Since 2012, Hollywood actor creates inspiring art works from accidentally found on the street things and defective books written off by publishers. “It has gotten to a point when I’m filming, people will hand me stuff in a ziplock bag,” Lucy told the South China Morning Post before the exhibition opening. “The idea is to find a home for things that have been discarded. Once they were placed in the books, they seem to have found a place. They become quite pristine, almost framed.”
Liu’s art gallery installations also feature a two-way photo collage called “Velocity,” which she made in response to the September 11 attacks. The artist took her own photos of the silhouette of New York, taken from Battery Park, and combined them with a schematic embroidered horizon line. In doing so, she created a fictional urban landscape, expanding the scene of the tragedy from individual to general, indicating the global impact of the disaster.
Scraps of fabric, paint, and yarn, as well as spontaneous texts expressing feelings of disorientation, disbelief, anger, and vulnerability, add emotional and psychological effects. Tightly bonded threads on the back of the canvas hold several objects in place representing a reference to the Congolese symbolic traditions and Japanese “wishing trees.”

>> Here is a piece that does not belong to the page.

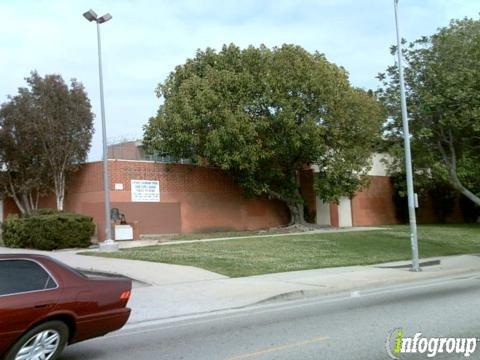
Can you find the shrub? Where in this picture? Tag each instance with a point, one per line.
(48, 230)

Over the years, Lucy Liu has tweeted her experiments in various forms of art, from exquisite engraving to contemporary sculptures. She very naturally posed in paint-stained jeans in clips for the “Hunger” magazine and studio photo shoots for the Guggenheim Museum. Unlike other celebrities who pick up a brush just between shootings or tours, Liu has an impressive list, that includes shows at such famous art galleries, such as Cast Iron in 1993 and LA Purple in 1997. During a couple of years – from 2004 to 2006 – the actor even studied art at the New York Studio School.
Make sure to visit the incredible exposition of Lucy Liu’s art gallery installations – the direct proof that a talented person is talented in any area of life.